Z Space is a regional theater and performing arts company located in the Mission District of San Francisco, California. Z Space is one of the leading laboratories for developing new voices, new works, and new opportunities in the American theater. In addition to commissioning and producing its own works, Z Space also presents productions created by other organizations.

== History ==
Z Space was founded in 1993 by David Dower, as the outgrowth of earlier theatrical productions staged by artists known as the Z Collective, and was known for a time as the Z Space Studio. Dower was succeeded in 2007 by Lisa Steindler, who currently serves as Z Space’s executive artistic director.

In its first 15 years, Z Space developed and produced artistic works that were staged in a variety of San Francisco Bay Area theaters. Throughout the 90s and early 00s, Z Space worked with such artists as Josh Kornbluth, Anne Galjour, Randall Wong, and Brian Thorstensen. In 2009, Z Space moved into its own full-time facility in San Francisco’s Mission district, situated at 450 Florida Street. The 13,000-square-foot facility was originally constructed in the 1920s as a tooling factory for the American Can Company. During World War II, the building was converted into military use, making airplane parts. The building's interior was transformed into the Project Artaud Theater in 1971. In 2013, Z Space expanded into Z Below (formerly The Traveling Jewish Theater), an 86-seat complement to the 230-seat warehouse above.

In 2013, Z Space received a three-year grant from Andrew W. Mellon Foundation to sponsor a resident playwright, Peter Sinn Nachtrieb. That grant was renewed in 2016, giving Peter a stable artistic home for another three years. Since Peter’s residency began, Z Space has produced three of his plays, The Totalitarians in 2014, A House Tour of the Infamous Porter Family Mansion with Tour Guide Weston Ludlow Londonderry in 2016, and The Making of a Great Moment in 2017.

Other signature programs at Z Space include Word for Word, an in-house theater company that transforms works of literature verbatim to the stage, and Youth Arts, Z Space's outreach to schools, which promotes literacy and engages students’ creativity.

== Performances ==
Z Space’s performances span a variety of disciplines, including theater, dance, visual art, music and performance art. Through its Z Space New Works program, the organization develops unique works from initial concept to on-stage production; it also provides technical residencies in which artists can make use of the entire facility, including the stage, lights and sound system to test and develop their concepts.

Z Space has presented Bay Area premieres of internationally acclaimed performance ensembles The Wooster Group (2015), Elevator Repair Service (2014), Rude Mechs (2015), and Theatre Mitu (2015). Other notable presentations include works by Joe Goode Performance Group, Killing My Lobster, Big Art Group, Mugwumpin, LEVYdance, The Killbanes, piece by piece productions, and The Paul Dresher Ensemble.

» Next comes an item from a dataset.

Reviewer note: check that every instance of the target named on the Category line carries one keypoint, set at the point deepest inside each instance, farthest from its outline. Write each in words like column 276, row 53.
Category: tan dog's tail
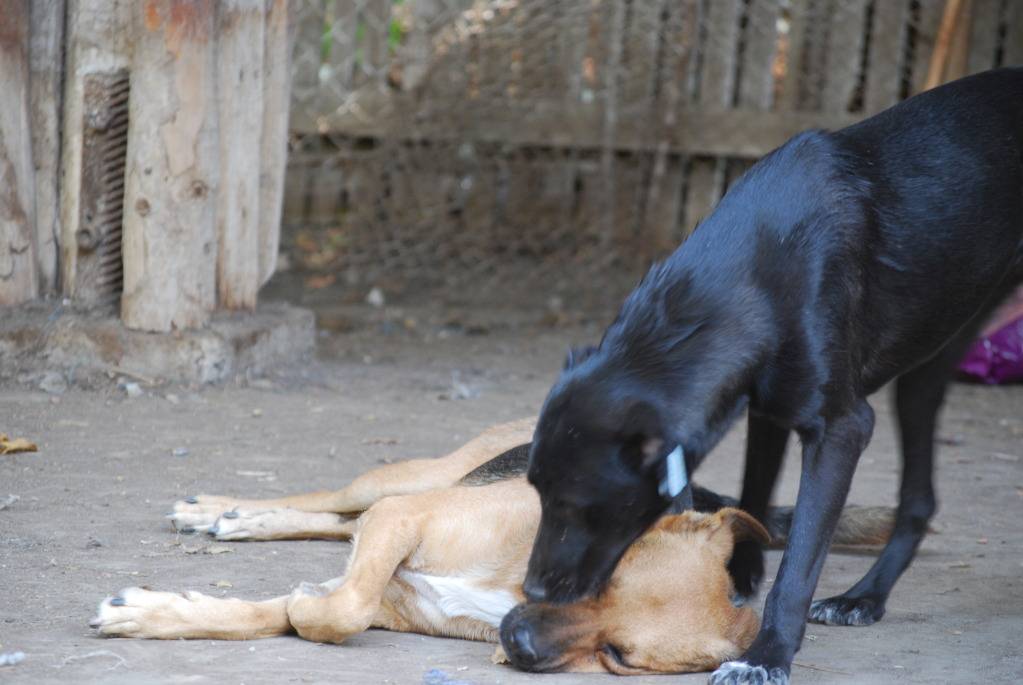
column 857, row 527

In 2014, Z Space presented The Bengson's Hundred Days, which they also commissioned, developed, and produced. In 2015, Composers, Inc. presented the premiere of Allen Shearer's opera Middlemarch in Spring at Z Space. 2018 featured Kat Robichaud's A Very Merry Misfit Cabaret Holiday Special. 2019 had Kat Robichaud's Misfit Cabaret returning to Z space with "Lost in Z Space" a sci-fi musical variety show.

== Accolades ==
During the past decade, productions originating at Z Space have won national recognition including the Helen Hayes Award and the Joseph Kesselring Prize. From 2001 through 2005, 15 productions developed by Z Space earned Critics Circle nominations. In 2005, The People’s Temple was awarded the Will Glickman Award for “Best New Play.” That work was developed during more than four years at Z Space; it premiered at the Berkeley Repertory Theatre. In 2007, American $uicide, by Mark Jackson, was nominated by the American Theatre Critics Association for the annual ATCA/Steinberg New Play Award, honoring new scripts produced outside New York City.

Z Space's 2017 year garnered the organization title of "Best Performance Space" by Best of The Bay (of which they were also awarded for the 2016 year) and "Best Literary Remix" by San Francisco Magazine. Also in 2017, The Town Hall Affair by The Wooster Group presented at Z Space was listed by KQED as part of "The Best Bay Area Theater of 2017."